欧州連合(EU)議長国のトップとして訪中していたブレア英首相は、胡錦濤国家主席との会談など2日間の日程を終え、6日、インドに向かった。6日には英首相として温家宝首相と約3時間にわたり会談した。
「いまや経済大国の中国だが、人権問題では実績が伴っているか、世界中の人々が疑問に思っている、と話した」。ブレア首相は温首相との会談後、人権問題で中国側にきちんと注文をつけたことを強調した。

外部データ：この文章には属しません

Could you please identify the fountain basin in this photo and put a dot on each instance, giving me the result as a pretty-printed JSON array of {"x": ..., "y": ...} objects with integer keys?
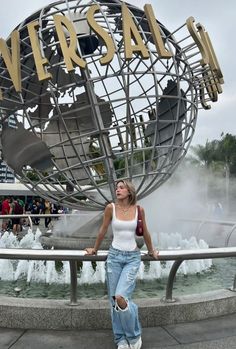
[{"x": 95, "y": 314}]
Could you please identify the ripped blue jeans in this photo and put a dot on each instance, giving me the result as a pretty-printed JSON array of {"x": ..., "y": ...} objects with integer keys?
[{"x": 121, "y": 271}]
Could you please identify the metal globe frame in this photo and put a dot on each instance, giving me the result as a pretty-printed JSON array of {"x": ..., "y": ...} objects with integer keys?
[{"x": 130, "y": 119}]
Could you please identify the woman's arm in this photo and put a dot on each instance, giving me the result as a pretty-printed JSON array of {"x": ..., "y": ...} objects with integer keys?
[
  {"x": 102, "y": 231},
  {"x": 147, "y": 237}
]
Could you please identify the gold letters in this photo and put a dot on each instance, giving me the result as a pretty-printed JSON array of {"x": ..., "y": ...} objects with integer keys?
[
  {"x": 102, "y": 34},
  {"x": 12, "y": 61},
  {"x": 130, "y": 32},
  {"x": 192, "y": 30},
  {"x": 39, "y": 60},
  {"x": 209, "y": 82},
  {"x": 69, "y": 52},
  {"x": 213, "y": 77},
  {"x": 155, "y": 29}
]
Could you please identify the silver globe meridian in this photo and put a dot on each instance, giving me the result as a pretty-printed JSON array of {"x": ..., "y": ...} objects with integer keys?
[{"x": 70, "y": 138}]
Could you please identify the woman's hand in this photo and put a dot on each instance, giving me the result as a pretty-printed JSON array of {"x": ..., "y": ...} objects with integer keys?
[
  {"x": 154, "y": 254},
  {"x": 91, "y": 250}
]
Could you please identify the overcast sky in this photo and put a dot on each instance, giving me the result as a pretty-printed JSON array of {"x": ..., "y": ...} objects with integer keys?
[{"x": 218, "y": 18}]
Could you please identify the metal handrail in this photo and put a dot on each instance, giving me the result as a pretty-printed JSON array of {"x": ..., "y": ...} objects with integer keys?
[{"x": 79, "y": 255}]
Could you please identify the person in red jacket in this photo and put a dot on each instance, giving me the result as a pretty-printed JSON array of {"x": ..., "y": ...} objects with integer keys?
[{"x": 6, "y": 209}]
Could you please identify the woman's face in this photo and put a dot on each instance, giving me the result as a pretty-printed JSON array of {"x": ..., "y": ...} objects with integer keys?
[{"x": 121, "y": 191}]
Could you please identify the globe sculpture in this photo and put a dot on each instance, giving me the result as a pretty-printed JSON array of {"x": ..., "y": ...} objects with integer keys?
[{"x": 71, "y": 136}]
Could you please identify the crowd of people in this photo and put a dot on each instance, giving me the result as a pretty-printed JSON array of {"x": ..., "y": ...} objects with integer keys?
[{"x": 16, "y": 206}]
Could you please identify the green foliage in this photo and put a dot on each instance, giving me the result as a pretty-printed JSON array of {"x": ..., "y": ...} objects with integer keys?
[{"x": 217, "y": 155}]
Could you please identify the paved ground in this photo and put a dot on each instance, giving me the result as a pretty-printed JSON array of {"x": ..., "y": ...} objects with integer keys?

今回の首相同行の財界要人は総勢40人。中国にとって英国は、ドイツに次ぐEUの有力貿易パートナーだ。英国はさらに、2010年までに対中貿易額を総額400億ドル(約4兆3680億円)まで引き上げる目標を設定。航空機大手エアバスの英国支社も6日、中国から航空機10機(15億ドル=約1638億円相当)の発注があったと発表した。
英国の過去1年間の対中接近ぶりは目ざましい。2月にはブラウン財務相が訪中したほか、外相、貿易産業相など、閣僚の訪中は実に14回に上った。財界では、来年1年間で約100の貿易交渉団が訪中を計画。ブレア首相訪中に同行したパウエル前首相補佐官は「今後数か月間、英国は中国に『集中攻撃』を仕掛ける。欧州で1番になる」とガーディアン紙に語った。
一方、仏独両国も、従来からの対中重視政策に一段と力を入れる方針だ。フランスは、中国が切望するEUの対中武器禁輸の解除問題で、米国の反対を尻目に中国支持の急先鋒に回り、EU内で対中関係が最も良好と言える。ドイツもシュレーダー首相が98年の就任以来、6回の訪中実績を持ち、独中双方の貿易額は、中・欧貿易総額の3分の1を占める。欧州諸国の中国重視姿勢は、経済だけでなく地球温暖化、移民問題、核不拡散などでも「真に相談相手となる戦略パートナー関係」(英政府筋)とするのが狙いだ。
米国への対抗意識も見え隠れする。ブッシュ政権は台湾問題や軍備増強で厳しい対中批判を展開しているが、あるEU筋は「米国は、地球温暖化問題で米中対欧州の構図を作るなど、欧州よりもうまく外交を展開している」と語った。